GL: Diese Version stammt von einem weiteren großen Thompson-Fan, Mary Lou Lord.
Howe: "Oh, ja! Ich habe sie letztes Jahr in Austin auf der Straße spielen sehen. Sie ist ziemlich cool. Sie hat alles, was man braucht... [Gespielt vorwurfsvoll] Hey sag mal, sind das alle CDs, die du bis jetzt zusammengebaut hast?
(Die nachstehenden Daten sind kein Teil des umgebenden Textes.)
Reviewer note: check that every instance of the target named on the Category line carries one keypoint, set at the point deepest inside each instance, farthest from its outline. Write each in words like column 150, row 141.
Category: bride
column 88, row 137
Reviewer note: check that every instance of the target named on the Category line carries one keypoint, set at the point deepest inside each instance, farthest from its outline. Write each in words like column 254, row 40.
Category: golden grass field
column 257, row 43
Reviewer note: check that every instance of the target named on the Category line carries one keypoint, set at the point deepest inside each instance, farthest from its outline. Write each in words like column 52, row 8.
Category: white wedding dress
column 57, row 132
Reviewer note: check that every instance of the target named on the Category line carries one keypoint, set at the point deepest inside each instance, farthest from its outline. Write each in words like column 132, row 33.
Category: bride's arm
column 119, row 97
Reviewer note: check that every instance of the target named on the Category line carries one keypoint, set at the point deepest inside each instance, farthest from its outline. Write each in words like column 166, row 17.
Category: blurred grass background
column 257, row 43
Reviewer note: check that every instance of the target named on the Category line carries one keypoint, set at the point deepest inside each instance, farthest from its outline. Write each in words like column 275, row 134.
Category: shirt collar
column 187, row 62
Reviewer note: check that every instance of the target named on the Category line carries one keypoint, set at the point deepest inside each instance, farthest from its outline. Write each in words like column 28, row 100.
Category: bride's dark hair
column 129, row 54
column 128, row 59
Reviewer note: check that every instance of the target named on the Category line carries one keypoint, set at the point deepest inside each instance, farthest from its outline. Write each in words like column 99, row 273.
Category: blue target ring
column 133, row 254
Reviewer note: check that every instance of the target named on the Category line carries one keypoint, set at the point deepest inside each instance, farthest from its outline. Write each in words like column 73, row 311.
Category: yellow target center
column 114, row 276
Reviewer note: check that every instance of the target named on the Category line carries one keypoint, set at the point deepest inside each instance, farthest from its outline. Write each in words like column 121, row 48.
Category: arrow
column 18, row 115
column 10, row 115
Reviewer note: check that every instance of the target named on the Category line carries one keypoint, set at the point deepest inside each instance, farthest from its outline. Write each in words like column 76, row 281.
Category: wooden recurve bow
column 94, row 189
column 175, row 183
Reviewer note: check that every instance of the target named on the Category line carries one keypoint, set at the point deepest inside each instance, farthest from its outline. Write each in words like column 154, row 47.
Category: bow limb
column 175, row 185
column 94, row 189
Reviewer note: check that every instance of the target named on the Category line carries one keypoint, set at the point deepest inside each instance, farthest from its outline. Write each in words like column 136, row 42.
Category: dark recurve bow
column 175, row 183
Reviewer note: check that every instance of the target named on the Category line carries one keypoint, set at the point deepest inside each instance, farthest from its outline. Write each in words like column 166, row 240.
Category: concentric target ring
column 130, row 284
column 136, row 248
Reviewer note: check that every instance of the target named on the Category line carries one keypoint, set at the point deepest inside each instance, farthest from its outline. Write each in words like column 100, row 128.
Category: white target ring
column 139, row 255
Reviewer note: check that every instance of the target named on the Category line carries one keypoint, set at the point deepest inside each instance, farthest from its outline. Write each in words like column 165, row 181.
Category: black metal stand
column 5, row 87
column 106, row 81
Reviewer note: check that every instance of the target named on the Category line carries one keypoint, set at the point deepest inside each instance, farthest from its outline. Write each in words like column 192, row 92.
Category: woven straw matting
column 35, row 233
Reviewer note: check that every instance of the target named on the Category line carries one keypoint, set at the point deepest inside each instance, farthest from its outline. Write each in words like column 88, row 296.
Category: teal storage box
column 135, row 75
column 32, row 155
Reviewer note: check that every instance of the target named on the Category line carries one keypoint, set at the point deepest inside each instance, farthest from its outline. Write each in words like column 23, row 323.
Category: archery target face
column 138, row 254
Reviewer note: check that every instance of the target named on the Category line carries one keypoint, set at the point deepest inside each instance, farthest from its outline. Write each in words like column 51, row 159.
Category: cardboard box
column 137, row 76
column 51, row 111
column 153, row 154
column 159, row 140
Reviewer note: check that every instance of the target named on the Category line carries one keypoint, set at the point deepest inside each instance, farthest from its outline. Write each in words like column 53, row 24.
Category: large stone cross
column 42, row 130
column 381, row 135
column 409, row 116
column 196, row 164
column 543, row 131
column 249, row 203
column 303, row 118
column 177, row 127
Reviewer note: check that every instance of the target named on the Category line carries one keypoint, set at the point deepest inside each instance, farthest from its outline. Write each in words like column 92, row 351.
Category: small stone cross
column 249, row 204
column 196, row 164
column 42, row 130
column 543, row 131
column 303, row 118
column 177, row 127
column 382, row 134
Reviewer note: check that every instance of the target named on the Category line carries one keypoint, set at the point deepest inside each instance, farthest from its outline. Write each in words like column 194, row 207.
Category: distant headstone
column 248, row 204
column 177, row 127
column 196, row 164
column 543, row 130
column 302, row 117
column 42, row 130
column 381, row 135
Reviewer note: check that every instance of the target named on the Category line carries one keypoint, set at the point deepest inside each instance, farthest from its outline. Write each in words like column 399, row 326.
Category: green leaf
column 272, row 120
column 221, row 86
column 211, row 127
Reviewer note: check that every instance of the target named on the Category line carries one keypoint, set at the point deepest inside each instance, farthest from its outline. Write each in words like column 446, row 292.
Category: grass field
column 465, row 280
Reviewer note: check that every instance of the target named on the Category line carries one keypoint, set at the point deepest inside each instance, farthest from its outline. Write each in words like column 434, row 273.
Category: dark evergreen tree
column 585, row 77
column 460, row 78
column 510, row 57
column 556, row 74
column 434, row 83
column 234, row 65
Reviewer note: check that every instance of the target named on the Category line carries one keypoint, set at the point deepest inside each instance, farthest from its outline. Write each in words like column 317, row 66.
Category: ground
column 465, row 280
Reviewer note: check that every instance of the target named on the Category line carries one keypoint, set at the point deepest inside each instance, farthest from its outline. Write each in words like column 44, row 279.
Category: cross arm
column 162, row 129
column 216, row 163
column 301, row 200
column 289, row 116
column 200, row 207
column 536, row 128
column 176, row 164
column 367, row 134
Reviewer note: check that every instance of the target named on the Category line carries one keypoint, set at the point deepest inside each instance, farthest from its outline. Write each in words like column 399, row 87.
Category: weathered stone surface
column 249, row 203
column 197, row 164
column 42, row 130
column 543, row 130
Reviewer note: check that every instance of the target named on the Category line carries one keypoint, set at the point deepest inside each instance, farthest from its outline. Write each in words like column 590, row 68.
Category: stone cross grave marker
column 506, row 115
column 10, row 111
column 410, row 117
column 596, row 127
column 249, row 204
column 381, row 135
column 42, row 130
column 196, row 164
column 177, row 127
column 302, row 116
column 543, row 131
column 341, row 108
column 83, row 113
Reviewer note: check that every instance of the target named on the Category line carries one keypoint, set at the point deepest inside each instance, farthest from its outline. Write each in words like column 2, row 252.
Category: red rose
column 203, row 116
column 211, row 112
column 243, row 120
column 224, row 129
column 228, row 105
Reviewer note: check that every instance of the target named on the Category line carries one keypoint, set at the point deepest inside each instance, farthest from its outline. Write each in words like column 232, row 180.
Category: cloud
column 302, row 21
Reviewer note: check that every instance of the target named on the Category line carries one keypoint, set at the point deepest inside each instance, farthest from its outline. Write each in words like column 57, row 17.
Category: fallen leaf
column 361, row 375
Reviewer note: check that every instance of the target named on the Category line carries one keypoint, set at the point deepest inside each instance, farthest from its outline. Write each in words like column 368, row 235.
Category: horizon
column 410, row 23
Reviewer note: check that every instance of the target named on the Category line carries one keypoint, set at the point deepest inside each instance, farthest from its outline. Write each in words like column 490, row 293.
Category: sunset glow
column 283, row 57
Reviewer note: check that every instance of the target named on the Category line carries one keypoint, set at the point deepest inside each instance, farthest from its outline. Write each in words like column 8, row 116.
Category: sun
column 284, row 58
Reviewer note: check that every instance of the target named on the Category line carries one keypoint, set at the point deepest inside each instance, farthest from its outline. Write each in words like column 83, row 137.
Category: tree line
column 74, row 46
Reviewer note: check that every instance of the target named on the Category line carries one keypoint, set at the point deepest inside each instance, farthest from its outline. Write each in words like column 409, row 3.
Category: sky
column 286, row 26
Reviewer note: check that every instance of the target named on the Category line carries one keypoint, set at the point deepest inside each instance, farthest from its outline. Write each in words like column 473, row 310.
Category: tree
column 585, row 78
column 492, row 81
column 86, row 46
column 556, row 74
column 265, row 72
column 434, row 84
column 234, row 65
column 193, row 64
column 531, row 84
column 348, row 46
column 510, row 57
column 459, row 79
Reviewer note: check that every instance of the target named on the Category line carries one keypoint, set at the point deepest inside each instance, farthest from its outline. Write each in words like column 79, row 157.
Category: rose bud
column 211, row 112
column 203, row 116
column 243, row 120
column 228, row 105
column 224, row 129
Du bist ziemlich langsam, man!"
* Led Zeppelin "Tangerine"
("Led Zeppelin III", Atlantic, 1970)
Die wohl größte Rockband der 70er mit einer seltenen, aber wunderschönen Akustiknummer. Seit ihrer gemeinsamen Arbeit an dem Rainer-Tribute-Album "The Inner Flame" sind Howe und Robert Plant überdies befreundet.
Howe: [Schweigen].
GL: Das solltest du kennen! Du hast mit ihnen auf "The Inner Flame" zusammengearbeitet!
Howe: [schweigt weiter].
GL: Das sind Led Zeppelin!!!
Howe: "Oh! Ja! Robert! Ich wusste, dass er es war. Zuerst hatte ich an alte Stones gedacht, es klang so vertraut! Aber ich bin nicht drauf gekommen, als du mir den Tip gegeben hast... Ich dachte: "'The Inner Flame'? Bill Janovitz [von Buffalo Tom] vielleicht?"
* The Jayhawks "Somewhere In Ohio"
("Smile", Columbia, 2000)
Früher stilistisch durchaus mit Giant Sand verwandt, jetzt mehr in Richtung Pop orientiert, Drumcomputer inklusive.
Howe: "Da hab ich nun wirklich überhaupt keinen Schimmer! Hat aber sehr nette Harmonien!"
GL: Die waren euch früher mal recht ähnlich....
Howe: "Da würde ich mal raten: Wilco!"
GL: Nah dran, aber noch nicht ganz!
Howe: "Son Volt?"
GL: Nee, Jayhawks!
Howe [wenig begeistert]: "Ah! Gary!"
GL: Du magst also diese "modernisierte" Fassung nicht so sehr? Gerade in Bezug auf deine eigene Musik?
Howe: "Ich habe einfach nicht die Fähigkeit, so etwas zu machen. Ich hatte auch nie den Drang, mich in diese Regionen vorzuwagen. Die Jayhawks bringe ich vor allem mit dieser seltsamen Situation mit Mark Olsen in Verbindung. Das war alles sehr obskur. [Olson hat die Band vor einigen Jahren unter nie ganz geklärten Umständen verlassen (müssen).]"
Jim: "'Blue' von den Jayhawks ist einer der besten Songs überhaupt, finde ich!"
* The Rolling Stones "Hand Of Fate"
("Black And Blue", Rolling Stones Records, 1976)
Eine Nummer, die man als großen Einfluss auf die frühen Giant Sand werten könnte, sehr straighter, bluesgefärbter Rock N Roll.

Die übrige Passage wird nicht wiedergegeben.